A key obstacle in this transformation process is the lack of efficient, imaging-based testing methods for spatially resolved quality control of cell stacks directly in the production process. Currently, electrical characteristics can only be recorded after complete commissioning in a test bench – a time-consuming and resource-intensive step.

What is missing is a practical measurement method for determining current density and conductivity distributions within electrolysis and fuel cell stacks. The goal is to enable reliable and rapid quality testing at the end of the production line – directly in production, without detours via complex test facilities.

In this project, Fraunhofer CSP is working in collaboration with DENKweit to develop a practical measurement method for determining current density and conductivity distributions within electrolysis and fuel cell stacks. The aim is to enable reliable and rapid quality testing at the end of the production line – directly in production, without the need for complex testing facilities.

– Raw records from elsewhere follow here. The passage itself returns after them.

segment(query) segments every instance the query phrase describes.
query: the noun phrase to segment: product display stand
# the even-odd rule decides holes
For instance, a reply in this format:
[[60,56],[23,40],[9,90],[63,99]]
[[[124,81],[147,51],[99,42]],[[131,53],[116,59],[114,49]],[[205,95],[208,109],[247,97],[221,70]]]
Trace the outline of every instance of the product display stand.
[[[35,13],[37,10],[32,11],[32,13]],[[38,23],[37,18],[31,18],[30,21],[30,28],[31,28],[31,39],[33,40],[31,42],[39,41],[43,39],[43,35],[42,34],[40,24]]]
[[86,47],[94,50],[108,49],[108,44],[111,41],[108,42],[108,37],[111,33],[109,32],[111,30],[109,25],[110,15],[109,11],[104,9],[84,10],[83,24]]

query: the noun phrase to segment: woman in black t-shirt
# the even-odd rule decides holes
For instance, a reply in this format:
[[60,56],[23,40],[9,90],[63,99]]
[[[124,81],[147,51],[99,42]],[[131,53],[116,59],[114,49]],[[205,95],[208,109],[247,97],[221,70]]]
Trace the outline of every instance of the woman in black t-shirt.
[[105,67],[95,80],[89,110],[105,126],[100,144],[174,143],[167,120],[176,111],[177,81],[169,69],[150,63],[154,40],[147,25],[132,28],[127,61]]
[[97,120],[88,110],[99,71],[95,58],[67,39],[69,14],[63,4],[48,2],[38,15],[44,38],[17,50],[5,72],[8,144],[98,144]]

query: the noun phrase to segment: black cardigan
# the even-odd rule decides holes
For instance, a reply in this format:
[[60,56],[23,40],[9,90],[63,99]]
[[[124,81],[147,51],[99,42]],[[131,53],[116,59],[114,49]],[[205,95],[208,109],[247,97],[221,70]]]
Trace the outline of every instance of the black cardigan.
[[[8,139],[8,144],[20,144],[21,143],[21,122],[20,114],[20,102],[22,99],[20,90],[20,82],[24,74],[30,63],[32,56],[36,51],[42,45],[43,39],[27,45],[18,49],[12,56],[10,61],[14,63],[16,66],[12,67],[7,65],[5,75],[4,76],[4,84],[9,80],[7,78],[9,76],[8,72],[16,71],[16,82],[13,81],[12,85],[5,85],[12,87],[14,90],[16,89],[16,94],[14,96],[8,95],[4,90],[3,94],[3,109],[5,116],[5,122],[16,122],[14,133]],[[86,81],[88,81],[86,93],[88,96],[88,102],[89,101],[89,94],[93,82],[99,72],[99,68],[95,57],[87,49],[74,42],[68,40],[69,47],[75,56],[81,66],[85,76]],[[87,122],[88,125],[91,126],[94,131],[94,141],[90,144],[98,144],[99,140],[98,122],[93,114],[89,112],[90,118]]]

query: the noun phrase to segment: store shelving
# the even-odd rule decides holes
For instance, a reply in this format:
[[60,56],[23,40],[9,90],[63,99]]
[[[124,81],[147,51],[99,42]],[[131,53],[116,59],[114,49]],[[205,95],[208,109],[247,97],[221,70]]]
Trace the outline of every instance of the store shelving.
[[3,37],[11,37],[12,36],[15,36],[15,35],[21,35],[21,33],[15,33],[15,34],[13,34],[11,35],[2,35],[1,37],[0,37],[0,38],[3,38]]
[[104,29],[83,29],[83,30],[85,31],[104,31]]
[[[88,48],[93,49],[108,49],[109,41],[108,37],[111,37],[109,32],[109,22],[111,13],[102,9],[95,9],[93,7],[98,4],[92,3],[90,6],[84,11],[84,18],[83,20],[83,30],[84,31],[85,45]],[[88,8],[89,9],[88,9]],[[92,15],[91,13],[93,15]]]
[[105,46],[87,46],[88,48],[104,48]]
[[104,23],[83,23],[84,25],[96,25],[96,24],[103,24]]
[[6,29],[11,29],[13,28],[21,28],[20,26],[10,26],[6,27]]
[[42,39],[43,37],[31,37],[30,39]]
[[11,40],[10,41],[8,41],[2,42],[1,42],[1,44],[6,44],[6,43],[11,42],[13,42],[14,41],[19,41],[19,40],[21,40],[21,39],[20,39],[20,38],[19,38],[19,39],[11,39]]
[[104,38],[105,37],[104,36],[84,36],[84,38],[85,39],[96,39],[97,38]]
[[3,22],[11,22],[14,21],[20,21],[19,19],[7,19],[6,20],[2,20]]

Our research approaches at a glance:

• Development of an innovative measurement method for recording current density and conductivity distributions in electrolysis and fuel cell stacks – specifically for end-of-line quality control.
• Qualification of a prototype measurement setup in terms of measurement capability and defect detection accuracy – as a basis for subsequent product development in collaboration with our industry partner DENKweit.
• Technological approach: Detection of temporally and spatially variable magnetic fields in the vicinity of the cell stack, which are generated by high-frequency alternating current inside the stack.